Маседонио жил скромно, в пансионах, которые, кажется, часто менял. Причина была в том, что он вечно не укладывался в свои доходы. При каждом переезде он оставлял кучи рукописей. Однажды кто-то из друзей пожурил его за это, сказав, что, мол, стыдно будет, если столько трудов потеряется зря. На что он нам ответил: «Неужто вы думаете, что я настолько богат, чтобы хоть что-нибудь терять?»

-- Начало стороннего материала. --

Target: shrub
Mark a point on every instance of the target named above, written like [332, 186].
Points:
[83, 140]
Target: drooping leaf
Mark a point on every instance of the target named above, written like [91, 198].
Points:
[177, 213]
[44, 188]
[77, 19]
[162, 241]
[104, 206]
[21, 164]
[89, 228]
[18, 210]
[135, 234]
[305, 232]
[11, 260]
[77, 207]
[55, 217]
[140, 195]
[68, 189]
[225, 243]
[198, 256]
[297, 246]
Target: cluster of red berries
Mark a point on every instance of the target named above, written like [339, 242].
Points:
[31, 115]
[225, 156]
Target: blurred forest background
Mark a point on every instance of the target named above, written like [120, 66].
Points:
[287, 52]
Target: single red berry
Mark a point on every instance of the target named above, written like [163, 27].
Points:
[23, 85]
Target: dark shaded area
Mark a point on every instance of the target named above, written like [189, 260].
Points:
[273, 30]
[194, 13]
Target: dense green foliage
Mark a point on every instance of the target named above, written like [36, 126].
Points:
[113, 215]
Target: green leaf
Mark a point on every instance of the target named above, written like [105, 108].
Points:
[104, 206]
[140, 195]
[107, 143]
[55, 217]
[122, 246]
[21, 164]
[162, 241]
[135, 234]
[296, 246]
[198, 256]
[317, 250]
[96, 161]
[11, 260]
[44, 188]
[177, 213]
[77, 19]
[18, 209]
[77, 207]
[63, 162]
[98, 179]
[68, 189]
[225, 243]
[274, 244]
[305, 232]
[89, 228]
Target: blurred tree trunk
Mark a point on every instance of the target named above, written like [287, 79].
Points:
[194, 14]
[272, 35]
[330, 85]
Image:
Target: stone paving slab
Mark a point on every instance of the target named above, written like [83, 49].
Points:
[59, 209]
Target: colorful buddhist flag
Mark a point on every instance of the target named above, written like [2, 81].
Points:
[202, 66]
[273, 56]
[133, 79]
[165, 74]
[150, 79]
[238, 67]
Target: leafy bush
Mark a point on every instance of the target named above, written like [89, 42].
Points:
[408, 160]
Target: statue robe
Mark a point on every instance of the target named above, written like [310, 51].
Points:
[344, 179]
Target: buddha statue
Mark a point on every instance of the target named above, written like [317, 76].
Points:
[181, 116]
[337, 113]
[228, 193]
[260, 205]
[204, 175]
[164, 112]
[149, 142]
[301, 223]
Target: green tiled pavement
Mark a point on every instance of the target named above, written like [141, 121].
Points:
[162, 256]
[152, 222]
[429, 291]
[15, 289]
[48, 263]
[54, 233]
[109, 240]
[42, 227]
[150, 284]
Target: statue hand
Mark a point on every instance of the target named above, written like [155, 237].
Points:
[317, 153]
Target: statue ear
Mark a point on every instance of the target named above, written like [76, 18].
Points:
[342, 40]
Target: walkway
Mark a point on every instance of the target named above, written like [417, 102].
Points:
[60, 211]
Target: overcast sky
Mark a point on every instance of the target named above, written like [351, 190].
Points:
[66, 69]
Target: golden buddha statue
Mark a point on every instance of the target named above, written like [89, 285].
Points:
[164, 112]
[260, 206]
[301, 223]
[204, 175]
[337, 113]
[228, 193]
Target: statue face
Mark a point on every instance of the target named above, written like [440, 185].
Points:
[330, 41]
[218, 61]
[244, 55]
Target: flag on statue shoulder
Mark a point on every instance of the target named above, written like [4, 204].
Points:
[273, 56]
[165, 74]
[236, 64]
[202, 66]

Читавшие Юма и Шопенгауэра, наверное, найдут у Маседонио мало нового, но его замечательным свойством было то, что к своим выводам он приходил самостоятельно. Позже он действительно прочитал Юма, Шопенгауэра, Беркли и Уильяма Джеймса, но подозреваю, что других книг он читал совсем мало, и он всегда цитировал одних и тех же авторов. Величайшим романистом он считал Вальтера Скотта, возможно, из верности своему мальчишескому восхищению. Однажды он обменялся письмами с Уильямом Джеймсом, которому написал на смеси английского, немецкого и французского, объяснив это тем, что «я так плохо знаю каждый из этих языков, что мне все время приходится их менять». Я представляю себе Маседонио, который, прочтя страницу или около того, погружается в раздумье. Он не только уверял, что мы ничем не отличаемся от образов сна, он действительно полагал, что мы живем в мире, увиденном во сне. Маседонио сомневался, что истину можно сообщить другим. Он говорил, что некоторые философы это поняли, но не сумели до конца растолковать людям. Он, однако, думал, что открыть истину очень легко. Однажды он сказал мне, что, если бы он мог переночевать в пампе, забыв о мире, о себе самом и о своих поисках, истина могла бы внезапно ему открыться. И добавил, что, конечно, высказать словами эту внезапно явившуюся мудрость было бы невозможно.

Маседонио любил устно составлять небольшие перечни гениальных людей, и в одном из таких перечней я с удивлением услышал имя очень милой знакомой дамы, звали ее Кика Гонсалес Ача де Томкинсон Альвеар. Открыв рот, я уставился на него. Я как-то не думал, что Кика стоит рядом с Юмом и Шопенгауэром. Но Маседонио сказал: «Философы пытались объяснить мир, а Кика попросту его чувствует и понимает». Он повернулся к ней и спросил: «Кика, что такое бытие?» Кика ответила: «Я не знаю, что вы имеете в виду, Маседонио». «Вот, видите, — сказал он мне, — она настолько хорошо это понимает, что даже не может взять в толк, чему мы удивляемся». Таково было его доказательство, что Кика гениальная женщина. Когда потом я заметил ему, что он мог бы то же самое сказать о ребенке или о кошке, Маседонио нахмурился.